La question juive apparaît comme un point mineur pour des raisons stratégiques. Ce qui prime, en somme, c’est la victoire. Pour les trois Grands, le sauvetage des Juifs n’est pas une priorité.

Pour les Soviétiques, les Juifs sont des victimes parmi d’autres 38. À aucun moment, la menace spécifique qui pèse sur les populations juives dans les zones de combat et les régions occupées par les nazis n’est prise en compte. Pourtant, il est établi que le gouvernement soviétique fut vite alerté des massacres commis par les einsatzgruppen. Dans les territoires envahis par la Wehrmacht, les témoins oculaires sont nombreux et l’information circule, relayée par les partisans.

Ainsi avant même la tuerie de Babi Yar, à Kiev, les 29 et 30 septembre 1941, modèle des tueries de masse, Radio Moscou consacre le dimanche 24 août 1941, une émission « destinée aux Juifs du monde entier ».

Informé par ses services de renseignements que les Allemands massacrent d’innombrables civils dans les zones soviétiques soumises à leur joug. Winston Churchill, Premier ministre du Royaume-Uni, lance un avertissement aux nazis dans son discours à la Nation du 24 août 1941 : « Depuis les invasions mongoles au xiie siècle, on n’a jamais assisté en Europe à des pratiques d’assassinat méthodique et sans pitié à une pareille échelle. Nous sommes en présence d’un crime sans nom […]. Quand sonnera l’heure de la libération de l’Europe, l’heure sonnera aussi du châtiment. » Rappelons que les massacres ont commencé en juin 1941.

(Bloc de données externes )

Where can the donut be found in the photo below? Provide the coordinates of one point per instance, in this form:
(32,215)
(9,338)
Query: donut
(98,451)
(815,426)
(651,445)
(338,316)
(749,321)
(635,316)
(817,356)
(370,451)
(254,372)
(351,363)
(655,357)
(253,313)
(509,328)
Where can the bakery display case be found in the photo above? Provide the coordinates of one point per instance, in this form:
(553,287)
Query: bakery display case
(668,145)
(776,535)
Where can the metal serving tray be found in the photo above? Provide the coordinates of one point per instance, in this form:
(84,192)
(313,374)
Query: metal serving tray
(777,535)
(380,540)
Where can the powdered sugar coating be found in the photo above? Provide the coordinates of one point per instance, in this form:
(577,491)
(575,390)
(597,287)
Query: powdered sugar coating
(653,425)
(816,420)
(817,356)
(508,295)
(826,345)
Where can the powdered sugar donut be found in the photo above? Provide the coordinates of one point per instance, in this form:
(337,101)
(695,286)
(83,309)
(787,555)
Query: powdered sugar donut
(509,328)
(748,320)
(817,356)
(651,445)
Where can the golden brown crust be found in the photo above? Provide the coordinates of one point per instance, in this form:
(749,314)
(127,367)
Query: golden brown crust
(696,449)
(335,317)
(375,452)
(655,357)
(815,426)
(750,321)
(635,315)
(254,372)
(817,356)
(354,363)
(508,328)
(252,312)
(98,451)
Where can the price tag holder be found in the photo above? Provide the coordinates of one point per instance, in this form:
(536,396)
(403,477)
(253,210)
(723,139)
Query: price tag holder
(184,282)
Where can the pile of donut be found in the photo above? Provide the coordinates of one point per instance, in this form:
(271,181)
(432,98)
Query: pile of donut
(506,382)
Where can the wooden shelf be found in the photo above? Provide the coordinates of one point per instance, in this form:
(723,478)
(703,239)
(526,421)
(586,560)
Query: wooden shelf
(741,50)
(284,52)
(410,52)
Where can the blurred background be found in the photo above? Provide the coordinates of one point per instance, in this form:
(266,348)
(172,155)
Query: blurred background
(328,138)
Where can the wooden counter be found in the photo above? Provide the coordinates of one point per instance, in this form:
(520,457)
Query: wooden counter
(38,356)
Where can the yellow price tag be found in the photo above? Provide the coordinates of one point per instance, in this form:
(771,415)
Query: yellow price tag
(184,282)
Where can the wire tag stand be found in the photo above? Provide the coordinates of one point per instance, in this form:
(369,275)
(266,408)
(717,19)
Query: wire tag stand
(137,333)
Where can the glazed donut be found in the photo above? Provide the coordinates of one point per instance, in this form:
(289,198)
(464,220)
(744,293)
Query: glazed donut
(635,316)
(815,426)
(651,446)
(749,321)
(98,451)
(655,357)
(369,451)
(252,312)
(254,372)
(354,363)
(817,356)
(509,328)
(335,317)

À la fin de l’année 1942, l’attention que provoque la Solution finale est inégale selon les milieux et les circonstances. Toutefois, le 17 décembre 1942, les gouvernements alliés et le Comité national français publient une déclaration commune 39 décrivant avec de nombreux détails les conditions de vie dans le « principal abattoir nazi » en Pologne, et promettent le châtiment des auteurs de ces crimes après la guerre, sans distinguer vraiment le malheur des Juifs. La déclaration reçoit un grand écho dans la presse américaine et britannique.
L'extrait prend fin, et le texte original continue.